For the full year 2025, the Benton Harbor–based company reported net sales of $15.52 billion, down 6.5% from $16.61 billion in 2024. Organic net sales were nearly flat, slipping 0.3%, indicating underlying demand remained subdued across key markets.

“This quarter, Whirlpool missed Wall Street’s estimates and reported a rather uninspiring 0.9% year-on-year revenue decline, generating $4.10 billion of revenue,” the analysis from Yahoo! Finance observed.

According to the company’s earnings report, profitability improved on a GAAP basis, with Whirlpool posting a full-year net earnings margin of 2.2% and earnings per diluted share of $5.66, compared with a net loss the prior year.
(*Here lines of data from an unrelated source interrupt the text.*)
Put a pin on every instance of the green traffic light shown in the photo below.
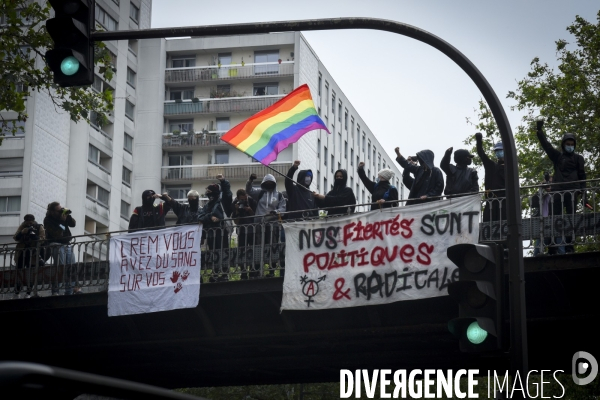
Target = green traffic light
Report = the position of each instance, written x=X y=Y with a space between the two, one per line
x=475 y=334
x=69 y=66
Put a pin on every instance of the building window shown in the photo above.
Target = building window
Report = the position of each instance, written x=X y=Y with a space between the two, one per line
x=126 y=179
x=131 y=77
x=269 y=56
x=10 y=204
x=128 y=143
x=125 y=209
x=221 y=156
x=108 y=22
x=181 y=94
x=181 y=126
x=266 y=89
x=223 y=124
x=134 y=13
x=183 y=61
x=129 y=110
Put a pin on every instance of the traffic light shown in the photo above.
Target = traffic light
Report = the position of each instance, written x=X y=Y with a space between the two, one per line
x=72 y=59
x=479 y=293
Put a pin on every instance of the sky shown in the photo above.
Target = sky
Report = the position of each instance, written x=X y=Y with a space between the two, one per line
x=409 y=94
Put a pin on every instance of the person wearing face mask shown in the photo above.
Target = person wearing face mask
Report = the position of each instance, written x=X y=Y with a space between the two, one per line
x=341 y=197
x=460 y=179
x=149 y=215
x=495 y=205
x=299 y=195
x=428 y=181
x=569 y=167
x=269 y=204
x=382 y=191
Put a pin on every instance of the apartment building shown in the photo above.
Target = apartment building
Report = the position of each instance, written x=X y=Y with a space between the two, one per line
x=88 y=168
x=193 y=90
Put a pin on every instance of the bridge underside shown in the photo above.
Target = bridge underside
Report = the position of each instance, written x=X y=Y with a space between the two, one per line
x=237 y=336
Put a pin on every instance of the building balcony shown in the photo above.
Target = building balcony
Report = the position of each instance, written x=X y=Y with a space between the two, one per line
x=219 y=106
x=181 y=174
x=197 y=140
x=212 y=73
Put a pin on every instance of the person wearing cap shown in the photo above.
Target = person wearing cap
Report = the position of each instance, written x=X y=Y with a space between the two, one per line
x=460 y=179
x=299 y=195
x=495 y=205
x=212 y=216
x=569 y=174
x=428 y=181
x=149 y=215
x=382 y=191
x=28 y=235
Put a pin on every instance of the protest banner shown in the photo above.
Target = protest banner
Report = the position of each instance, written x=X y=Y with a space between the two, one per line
x=377 y=257
x=156 y=270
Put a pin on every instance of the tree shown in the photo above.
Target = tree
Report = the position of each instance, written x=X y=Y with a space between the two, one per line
x=24 y=70
x=568 y=100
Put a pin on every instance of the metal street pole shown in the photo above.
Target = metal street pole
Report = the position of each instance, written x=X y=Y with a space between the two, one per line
x=518 y=321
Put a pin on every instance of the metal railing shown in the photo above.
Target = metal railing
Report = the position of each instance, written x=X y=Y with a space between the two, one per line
x=220 y=105
x=210 y=171
x=194 y=140
x=256 y=247
x=229 y=72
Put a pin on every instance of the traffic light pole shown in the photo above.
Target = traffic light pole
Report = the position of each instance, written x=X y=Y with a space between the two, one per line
x=518 y=321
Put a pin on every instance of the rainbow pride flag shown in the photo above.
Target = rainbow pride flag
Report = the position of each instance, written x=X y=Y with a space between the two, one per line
x=268 y=132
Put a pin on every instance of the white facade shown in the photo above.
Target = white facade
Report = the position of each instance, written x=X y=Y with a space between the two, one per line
x=212 y=84
x=54 y=159
x=201 y=87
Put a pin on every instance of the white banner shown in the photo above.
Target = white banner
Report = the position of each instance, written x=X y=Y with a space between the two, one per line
x=154 y=271
x=378 y=257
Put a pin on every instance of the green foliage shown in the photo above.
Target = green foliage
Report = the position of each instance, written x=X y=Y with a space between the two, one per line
x=24 y=71
x=567 y=99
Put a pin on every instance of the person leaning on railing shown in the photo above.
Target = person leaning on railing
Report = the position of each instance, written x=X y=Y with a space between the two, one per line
x=28 y=236
x=57 y=222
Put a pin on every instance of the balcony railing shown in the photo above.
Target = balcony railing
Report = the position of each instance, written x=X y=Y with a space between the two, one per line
x=229 y=72
x=221 y=105
x=195 y=140
x=229 y=171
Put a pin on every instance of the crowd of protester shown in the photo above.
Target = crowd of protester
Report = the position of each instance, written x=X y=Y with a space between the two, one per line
x=258 y=210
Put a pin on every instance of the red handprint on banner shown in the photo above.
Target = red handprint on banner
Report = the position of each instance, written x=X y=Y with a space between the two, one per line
x=185 y=275
x=178 y=287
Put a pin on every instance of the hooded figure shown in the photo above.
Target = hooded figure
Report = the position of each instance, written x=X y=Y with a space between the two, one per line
x=459 y=178
x=300 y=198
x=149 y=215
x=569 y=167
x=340 y=195
x=428 y=181
x=495 y=205
x=268 y=199
x=380 y=190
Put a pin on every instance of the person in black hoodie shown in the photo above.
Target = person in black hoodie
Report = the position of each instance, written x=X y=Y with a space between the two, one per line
x=569 y=167
x=428 y=183
x=299 y=198
x=460 y=178
x=341 y=197
x=382 y=191
x=495 y=206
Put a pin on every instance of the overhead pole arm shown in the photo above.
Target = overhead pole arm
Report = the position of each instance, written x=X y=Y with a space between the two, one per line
x=518 y=320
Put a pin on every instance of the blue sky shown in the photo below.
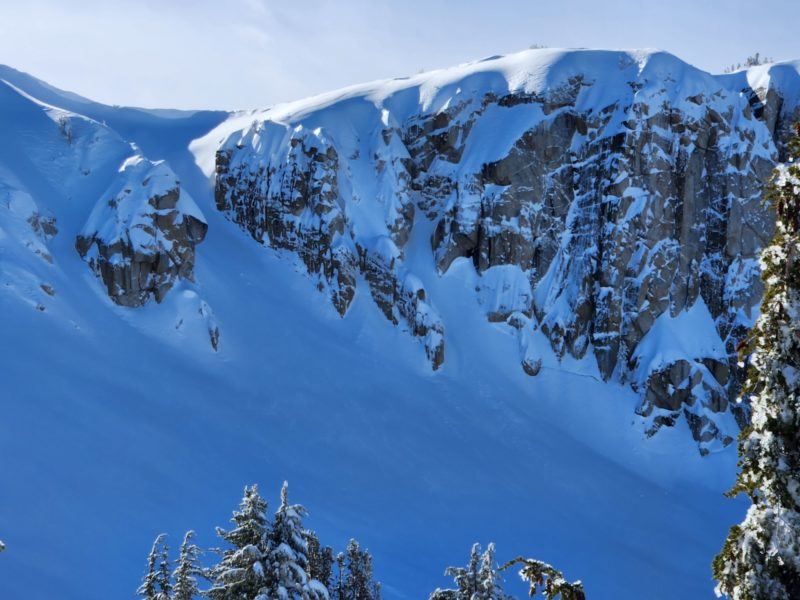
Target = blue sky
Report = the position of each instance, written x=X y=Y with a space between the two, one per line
x=252 y=53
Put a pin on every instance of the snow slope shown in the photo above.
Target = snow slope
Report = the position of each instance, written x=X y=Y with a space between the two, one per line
x=120 y=423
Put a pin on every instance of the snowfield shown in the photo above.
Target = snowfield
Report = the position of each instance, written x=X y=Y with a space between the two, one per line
x=117 y=424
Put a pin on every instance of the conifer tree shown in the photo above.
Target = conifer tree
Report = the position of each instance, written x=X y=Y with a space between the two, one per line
x=479 y=580
x=761 y=556
x=241 y=574
x=156 y=582
x=545 y=578
x=320 y=559
x=287 y=560
x=358 y=582
x=187 y=570
x=339 y=590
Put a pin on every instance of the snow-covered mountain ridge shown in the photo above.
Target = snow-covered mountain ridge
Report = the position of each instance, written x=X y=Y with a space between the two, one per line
x=610 y=202
x=120 y=419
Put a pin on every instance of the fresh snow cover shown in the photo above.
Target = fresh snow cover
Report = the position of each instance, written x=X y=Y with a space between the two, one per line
x=118 y=424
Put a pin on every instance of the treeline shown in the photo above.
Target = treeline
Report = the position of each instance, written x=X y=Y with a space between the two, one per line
x=278 y=559
x=264 y=559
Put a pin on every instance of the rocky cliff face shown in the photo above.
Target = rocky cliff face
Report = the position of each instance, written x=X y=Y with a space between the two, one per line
x=609 y=201
x=141 y=236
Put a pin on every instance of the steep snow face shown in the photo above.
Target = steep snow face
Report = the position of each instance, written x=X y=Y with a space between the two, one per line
x=119 y=423
x=597 y=195
x=58 y=168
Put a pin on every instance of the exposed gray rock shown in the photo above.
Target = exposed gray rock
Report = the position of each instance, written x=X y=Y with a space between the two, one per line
x=141 y=236
x=614 y=210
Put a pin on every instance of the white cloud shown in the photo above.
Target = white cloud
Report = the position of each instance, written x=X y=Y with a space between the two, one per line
x=242 y=53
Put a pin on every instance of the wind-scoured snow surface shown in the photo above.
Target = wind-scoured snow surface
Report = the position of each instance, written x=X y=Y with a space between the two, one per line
x=118 y=423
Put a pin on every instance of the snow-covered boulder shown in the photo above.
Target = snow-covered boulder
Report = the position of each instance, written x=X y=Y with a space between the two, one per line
x=140 y=237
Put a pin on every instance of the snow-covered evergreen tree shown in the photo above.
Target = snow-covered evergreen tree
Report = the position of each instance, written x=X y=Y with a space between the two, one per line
x=156 y=584
x=358 y=581
x=761 y=556
x=479 y=580
x=287 y=560
x=241 y=574
x=545 y=578
x=187 y=570
x=338 y=589
x=320 y=559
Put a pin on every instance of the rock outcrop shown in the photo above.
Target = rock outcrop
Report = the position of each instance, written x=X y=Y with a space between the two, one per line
x=609 y=201
x=141 y=235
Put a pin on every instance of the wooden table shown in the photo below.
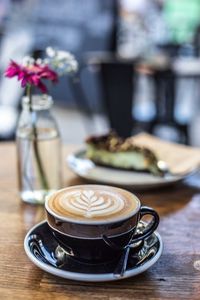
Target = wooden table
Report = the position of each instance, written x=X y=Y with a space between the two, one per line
x=175 y=276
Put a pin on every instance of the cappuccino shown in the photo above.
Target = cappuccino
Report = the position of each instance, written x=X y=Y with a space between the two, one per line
x=92 y=204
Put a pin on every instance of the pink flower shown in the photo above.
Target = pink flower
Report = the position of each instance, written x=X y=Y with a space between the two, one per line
x=31 y=74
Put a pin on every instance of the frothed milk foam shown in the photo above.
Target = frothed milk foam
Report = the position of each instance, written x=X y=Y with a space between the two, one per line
x=92 y=203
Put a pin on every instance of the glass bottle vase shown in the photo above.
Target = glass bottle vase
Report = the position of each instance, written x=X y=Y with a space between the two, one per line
x=38 y=150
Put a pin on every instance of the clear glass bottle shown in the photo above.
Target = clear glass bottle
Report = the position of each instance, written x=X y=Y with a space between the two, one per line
x=38 y=150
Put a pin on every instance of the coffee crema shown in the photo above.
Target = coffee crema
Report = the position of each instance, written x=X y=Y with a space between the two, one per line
x=91 y=203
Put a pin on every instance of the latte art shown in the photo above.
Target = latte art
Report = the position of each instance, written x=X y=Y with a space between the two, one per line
x=88 y=204
x=92 y=203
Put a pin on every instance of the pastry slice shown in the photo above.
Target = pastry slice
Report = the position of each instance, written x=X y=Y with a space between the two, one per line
x=113 y=151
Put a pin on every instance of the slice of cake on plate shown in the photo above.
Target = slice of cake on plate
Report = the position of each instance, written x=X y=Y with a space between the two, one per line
x=113 y=151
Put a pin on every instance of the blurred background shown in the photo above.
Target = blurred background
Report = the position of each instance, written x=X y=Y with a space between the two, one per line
x=139 y=65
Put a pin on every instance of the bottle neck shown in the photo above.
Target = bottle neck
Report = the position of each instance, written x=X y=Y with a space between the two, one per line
x=37 y=103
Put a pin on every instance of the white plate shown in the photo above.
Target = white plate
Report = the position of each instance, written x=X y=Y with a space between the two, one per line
x=86 y=169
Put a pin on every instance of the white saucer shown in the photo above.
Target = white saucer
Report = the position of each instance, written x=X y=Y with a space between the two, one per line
x=42 y=255
x=86 y=169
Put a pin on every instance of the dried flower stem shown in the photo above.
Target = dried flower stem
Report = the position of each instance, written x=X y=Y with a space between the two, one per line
x=41 y=171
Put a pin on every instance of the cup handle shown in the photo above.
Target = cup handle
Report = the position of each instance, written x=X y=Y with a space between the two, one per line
x=150 y=228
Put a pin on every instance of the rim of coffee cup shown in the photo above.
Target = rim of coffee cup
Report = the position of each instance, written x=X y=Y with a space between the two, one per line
x=88 y=222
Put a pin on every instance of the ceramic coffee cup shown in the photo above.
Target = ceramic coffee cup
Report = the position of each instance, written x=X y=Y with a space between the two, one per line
x=96 y=222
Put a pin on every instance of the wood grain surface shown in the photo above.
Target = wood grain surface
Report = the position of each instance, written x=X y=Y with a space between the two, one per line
x=175 y=276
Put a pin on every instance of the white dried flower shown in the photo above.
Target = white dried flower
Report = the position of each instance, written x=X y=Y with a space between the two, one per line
x=28 y=60
x=62 y=62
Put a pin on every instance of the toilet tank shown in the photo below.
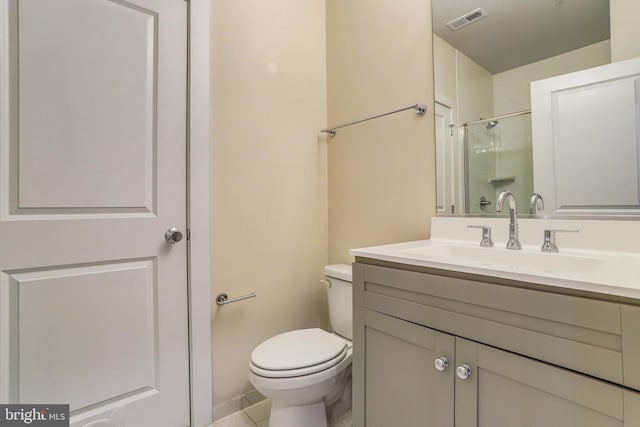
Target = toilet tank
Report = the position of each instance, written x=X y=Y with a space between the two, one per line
x=339 y=296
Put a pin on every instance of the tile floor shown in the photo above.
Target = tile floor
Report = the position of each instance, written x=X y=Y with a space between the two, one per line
x=257 y=415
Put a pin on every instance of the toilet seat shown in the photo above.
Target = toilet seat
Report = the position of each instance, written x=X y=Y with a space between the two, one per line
x=298 y=353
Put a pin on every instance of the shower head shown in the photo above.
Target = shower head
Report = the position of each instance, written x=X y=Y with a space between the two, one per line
x=492 y=123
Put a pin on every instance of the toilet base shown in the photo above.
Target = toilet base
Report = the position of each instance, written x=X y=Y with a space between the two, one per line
x=308 y=415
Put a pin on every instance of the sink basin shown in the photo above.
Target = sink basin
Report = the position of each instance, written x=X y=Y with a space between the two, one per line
x=515 y=260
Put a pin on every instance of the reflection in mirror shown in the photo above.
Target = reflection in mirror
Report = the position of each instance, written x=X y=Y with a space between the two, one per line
x=498 y=157
x=484 y=62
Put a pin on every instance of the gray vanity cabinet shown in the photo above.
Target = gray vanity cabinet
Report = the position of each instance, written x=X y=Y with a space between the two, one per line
x=403 y=387
x=406 y=320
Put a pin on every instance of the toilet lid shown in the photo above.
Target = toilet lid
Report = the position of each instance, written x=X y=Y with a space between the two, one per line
x=299 y=349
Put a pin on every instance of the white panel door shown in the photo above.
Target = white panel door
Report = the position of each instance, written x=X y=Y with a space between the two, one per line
x=446 y=166
x=93 y=299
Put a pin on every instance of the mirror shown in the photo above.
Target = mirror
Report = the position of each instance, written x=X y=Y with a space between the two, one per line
x=486 y=53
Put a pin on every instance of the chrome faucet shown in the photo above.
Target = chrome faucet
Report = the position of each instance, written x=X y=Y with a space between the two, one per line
x=514 y=242
x=536 y=203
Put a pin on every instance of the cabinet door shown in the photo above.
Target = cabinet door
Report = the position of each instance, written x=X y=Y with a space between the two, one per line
x=506 y=390
x=402 y=386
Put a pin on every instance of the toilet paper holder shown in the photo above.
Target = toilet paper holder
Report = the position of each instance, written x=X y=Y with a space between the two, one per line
x=223 y=298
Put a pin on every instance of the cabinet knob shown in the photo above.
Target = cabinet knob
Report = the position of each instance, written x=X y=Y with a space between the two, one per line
x=463 y=371
x=441 y=363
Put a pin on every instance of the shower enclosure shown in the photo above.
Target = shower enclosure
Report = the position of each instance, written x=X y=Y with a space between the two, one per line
x=497 y=156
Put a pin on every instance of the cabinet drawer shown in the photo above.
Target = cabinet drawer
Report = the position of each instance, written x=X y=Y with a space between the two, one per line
x=586 y=335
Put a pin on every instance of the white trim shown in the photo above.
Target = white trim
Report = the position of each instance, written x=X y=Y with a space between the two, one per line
x=199 y=217
x=4 y=108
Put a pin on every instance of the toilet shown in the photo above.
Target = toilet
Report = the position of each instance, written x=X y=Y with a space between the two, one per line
x=307 y=372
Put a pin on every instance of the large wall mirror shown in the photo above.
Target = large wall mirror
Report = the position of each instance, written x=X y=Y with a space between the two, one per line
x=486 y=54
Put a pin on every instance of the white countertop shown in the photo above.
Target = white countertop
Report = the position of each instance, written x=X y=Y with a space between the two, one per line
x=594 y=271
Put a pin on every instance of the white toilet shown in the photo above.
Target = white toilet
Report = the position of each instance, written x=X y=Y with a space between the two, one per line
x=307 y=372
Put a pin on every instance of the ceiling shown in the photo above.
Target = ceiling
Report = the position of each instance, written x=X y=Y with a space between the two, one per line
x=518 y=32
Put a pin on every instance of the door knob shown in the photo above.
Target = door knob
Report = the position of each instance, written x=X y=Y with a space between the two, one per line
x=441 y=363
x=463 y=372
x=173 y=235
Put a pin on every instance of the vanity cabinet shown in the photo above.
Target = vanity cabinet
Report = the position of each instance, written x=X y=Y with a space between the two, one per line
x=535 y=358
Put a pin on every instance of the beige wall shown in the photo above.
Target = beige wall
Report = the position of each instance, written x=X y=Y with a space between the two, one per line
x=511 y=90
x=269 y=175
x=382 y=172
x=625 y=31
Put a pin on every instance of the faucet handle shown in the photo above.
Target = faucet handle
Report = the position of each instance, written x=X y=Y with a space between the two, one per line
x=549 y=244
x=486 y=241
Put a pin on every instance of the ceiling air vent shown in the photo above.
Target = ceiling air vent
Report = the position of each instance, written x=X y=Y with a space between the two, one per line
x=466 y=19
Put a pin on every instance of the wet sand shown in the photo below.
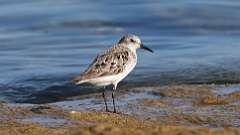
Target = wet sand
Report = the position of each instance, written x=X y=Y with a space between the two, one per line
x=172 y=110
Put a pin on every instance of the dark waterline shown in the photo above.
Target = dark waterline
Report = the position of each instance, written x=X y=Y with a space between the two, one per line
x=44 y=44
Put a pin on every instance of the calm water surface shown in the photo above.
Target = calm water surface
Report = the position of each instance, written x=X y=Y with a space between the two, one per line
x=44 y=44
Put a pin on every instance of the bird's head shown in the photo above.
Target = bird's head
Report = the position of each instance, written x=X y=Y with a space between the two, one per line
x=133 y=42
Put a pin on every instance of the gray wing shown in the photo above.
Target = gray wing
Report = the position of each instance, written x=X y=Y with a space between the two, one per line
x=110 y=63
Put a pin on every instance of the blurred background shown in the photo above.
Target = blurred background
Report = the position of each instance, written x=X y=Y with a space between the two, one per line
x=44 y=44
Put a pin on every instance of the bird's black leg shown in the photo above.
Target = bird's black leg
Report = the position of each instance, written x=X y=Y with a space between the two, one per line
x=105 y=101
x=113 y=92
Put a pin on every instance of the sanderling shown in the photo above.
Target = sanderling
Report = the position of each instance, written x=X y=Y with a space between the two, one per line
x=110 y=67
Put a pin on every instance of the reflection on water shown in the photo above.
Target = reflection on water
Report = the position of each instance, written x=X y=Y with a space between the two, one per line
x=44 y=44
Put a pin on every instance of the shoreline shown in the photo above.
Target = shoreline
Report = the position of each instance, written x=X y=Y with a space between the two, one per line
x=186 y=109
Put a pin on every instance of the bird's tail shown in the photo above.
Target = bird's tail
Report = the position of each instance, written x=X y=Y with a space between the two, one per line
x=79 y=80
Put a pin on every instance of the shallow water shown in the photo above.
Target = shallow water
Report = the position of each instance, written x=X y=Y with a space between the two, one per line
x=44 y=44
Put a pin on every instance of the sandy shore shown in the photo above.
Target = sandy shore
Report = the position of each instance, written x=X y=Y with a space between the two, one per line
x=172 y=110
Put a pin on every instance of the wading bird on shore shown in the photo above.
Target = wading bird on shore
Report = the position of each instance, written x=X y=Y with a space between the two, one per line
x=110 y=67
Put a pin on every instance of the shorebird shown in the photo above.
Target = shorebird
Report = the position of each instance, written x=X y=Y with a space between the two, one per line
x=113 y=65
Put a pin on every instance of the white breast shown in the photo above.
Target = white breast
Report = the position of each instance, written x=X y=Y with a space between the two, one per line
x=115 y=79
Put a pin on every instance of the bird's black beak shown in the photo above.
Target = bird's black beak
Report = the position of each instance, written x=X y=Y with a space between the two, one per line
x=146 y=48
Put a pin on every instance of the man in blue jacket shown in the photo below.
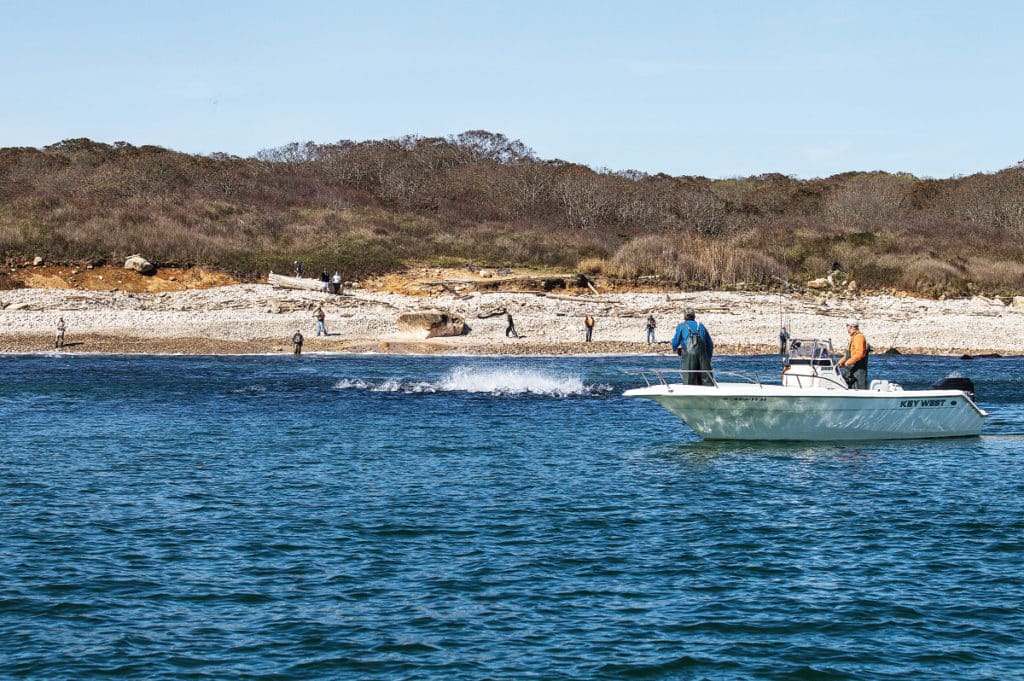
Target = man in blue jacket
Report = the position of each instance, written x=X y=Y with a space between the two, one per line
x=693 y=343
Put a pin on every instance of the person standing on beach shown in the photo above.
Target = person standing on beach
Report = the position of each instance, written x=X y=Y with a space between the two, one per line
x=321 y=327
x=693 y=344
x=856 y=356
x=510 y=330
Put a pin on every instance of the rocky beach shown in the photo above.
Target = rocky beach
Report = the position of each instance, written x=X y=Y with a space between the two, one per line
x=261 y=318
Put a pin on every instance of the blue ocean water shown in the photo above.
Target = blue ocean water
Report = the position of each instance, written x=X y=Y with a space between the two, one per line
x=272 y=517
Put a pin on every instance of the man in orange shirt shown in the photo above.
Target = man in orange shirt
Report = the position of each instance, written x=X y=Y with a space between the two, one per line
x=856 y=356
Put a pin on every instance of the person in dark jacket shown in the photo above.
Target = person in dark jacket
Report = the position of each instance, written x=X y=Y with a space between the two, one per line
x=693 y=344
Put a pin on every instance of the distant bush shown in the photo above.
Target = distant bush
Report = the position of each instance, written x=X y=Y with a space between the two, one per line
x=480 y=198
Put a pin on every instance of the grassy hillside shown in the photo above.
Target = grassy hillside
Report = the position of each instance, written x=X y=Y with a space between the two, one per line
x=479 y=198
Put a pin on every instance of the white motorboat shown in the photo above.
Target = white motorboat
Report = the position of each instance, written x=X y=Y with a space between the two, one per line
x=812 y=402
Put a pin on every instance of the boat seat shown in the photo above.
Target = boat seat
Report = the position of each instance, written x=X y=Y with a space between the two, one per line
x=885 y=386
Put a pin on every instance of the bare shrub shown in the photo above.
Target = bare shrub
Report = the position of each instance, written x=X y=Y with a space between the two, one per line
x=866 y=200
x=648 y=256
x=930 y=275
x=1003 y=277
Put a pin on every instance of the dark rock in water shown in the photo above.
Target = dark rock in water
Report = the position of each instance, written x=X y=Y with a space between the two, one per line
x=955 y=383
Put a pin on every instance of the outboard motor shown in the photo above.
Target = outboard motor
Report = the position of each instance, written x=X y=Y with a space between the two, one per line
x=955 y=383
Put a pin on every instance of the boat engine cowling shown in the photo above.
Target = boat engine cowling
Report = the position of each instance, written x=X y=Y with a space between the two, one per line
x=955 y=383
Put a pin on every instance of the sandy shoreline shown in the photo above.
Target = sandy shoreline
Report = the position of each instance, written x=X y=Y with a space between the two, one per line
x=259 y=318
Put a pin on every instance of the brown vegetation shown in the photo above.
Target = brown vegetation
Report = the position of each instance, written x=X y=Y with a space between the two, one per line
x=369 y=208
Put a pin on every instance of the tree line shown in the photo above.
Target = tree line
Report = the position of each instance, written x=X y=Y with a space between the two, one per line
x=481 y=198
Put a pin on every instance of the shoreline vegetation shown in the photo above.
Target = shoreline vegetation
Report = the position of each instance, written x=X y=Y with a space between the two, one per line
x=475 y=223
x=175 y=311
x=376 y=207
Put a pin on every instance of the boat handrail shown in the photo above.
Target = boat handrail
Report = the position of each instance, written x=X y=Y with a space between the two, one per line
x=683 y=373
x=843 y=385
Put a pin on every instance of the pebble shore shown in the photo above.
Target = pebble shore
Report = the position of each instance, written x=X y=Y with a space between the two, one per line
x=260 y=318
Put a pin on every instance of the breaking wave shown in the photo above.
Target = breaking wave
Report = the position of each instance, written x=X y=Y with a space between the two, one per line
x=487 y=381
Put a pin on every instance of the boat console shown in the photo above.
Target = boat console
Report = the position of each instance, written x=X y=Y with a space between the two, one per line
x=812 y=364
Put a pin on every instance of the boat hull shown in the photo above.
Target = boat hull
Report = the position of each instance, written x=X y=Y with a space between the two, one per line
x=770 y=413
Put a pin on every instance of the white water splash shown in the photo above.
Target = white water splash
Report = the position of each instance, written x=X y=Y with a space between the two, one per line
x=495 y=381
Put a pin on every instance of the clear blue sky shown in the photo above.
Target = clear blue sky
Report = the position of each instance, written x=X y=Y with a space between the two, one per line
x=808 y=89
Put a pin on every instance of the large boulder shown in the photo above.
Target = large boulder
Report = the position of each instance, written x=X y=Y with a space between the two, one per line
x=139 y=264
x=431 y=324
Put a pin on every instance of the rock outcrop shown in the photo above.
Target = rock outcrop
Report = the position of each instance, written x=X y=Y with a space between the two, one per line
x=139 y=264
x=431 y=324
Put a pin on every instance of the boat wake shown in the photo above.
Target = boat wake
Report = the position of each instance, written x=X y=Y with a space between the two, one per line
x=486 y=381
However, on an ongoing, or non-GAAP, basis, performance weakened. Ongoing EBIT fell to $729 million from $887 million in 2024, and ongoing EBIT margin narrowed to 4.7% from 5.3%. Ongoing earnings per diluted share dropped to $6.23 from $12.21, a nearly 50% decline.

Fourth-quarter results reflected similar pressures. Net sales edged down 0.9% to $4.10 billion. Ongoing EBIT for the quarter fell 45.6% year over year to $135 million, with margin declining to 3.3% from 6.0%. Ongoing earnings per diluted share dropped to $1.10 from $4.57.

The company’s earnings missed analyst expectations including those surveyed by Zacks Investment Research and FactSet. Analysts from each expected better fourth quarter earnings per share of $1.54 and 1.65, respectively.

The company cited a challenging macroeconomic environment, including the effects of tariffs and a promotional environment that has not yet fully adjusted to higher costs. Whirlpool said it executed $200 million in structural cost reductions during 2025 to help offset those pressures, but margins, particularly in its largest segment, remained under strain.

The equity analyst team at Simply Wall Street recently noted the company’s lackluster performance and credit rating downgrade to BB by S&P brings the company under a “brighter spotlight” and likely to suffer additional volatility.

“The key questions now are how Whirlpool addresses leverage, margins and tariff exposure, and how that may influence future credit decisions. The BB rating and the public focus on its debt profile mean that any balance sheet moves, refinancing steps or shifts in operating performance are likely to draw sharper market reactions,” the analyst wrote.

Regional Performance

In major domestic appliances in North America, fourth-quarter sales declined 0.9% to $2.57 billion. Segment EBIT margin fell sharply to 2.8% from 6.7% a year earlier, as volume declines and price and mix pressures, especially in Canada, weighed on results.

In Latin America, net sales rose 0.8% to $927 million in the quarter, but the company said excluding currency, sales declined due to lower volumes. EBIT margin slipped to 6.4% from 7.6%, affected by macroeconomic conditions in Argentina and intense competition in Brazil, partially offset by a tax reserve release.

Small domestic appliances globally was a relative bright spot, with sales up 10.3% to $423 million and EBIT margin improving to 13.8%, driven by price and mix and growth in direct-to-consumer channels.

Cash flow also deteriorated. Cash provided by operating activities fell to $467 million in 2025 from $835 million in 2024, while free cash flow dropped to $78 million from $385 million. The company said working capital demands tied to a record level of product refreshes and operational shifts related to tariffs contributed to the decline.

During the year, Whirlpool reduced its ownership stake in Whirlpool of India to about 40% and used the proceeds to reduce debt, part of a broader focus on strengthening its balance sheet.

The Company’s Outlook

Looking ahead, Whirlpool is projecting improved performance in 2026, including higher margins, stronger cash flow and about $400 million in debt reduction. The company’s outlook calls for GAAP earnings per diluted share of about $6.25 and ongoing earnings per diluted share of about $7.00, along with free cash flow of $400 million to $500 million, as it works to recover from the cost, demand and competitive pressures that weighed on results in 2025.

Whirlpool Corporation stock closed Wednesday afternoon at $80.90, down 2.60 per share and significantly below its 52-week high of 133.45 per share.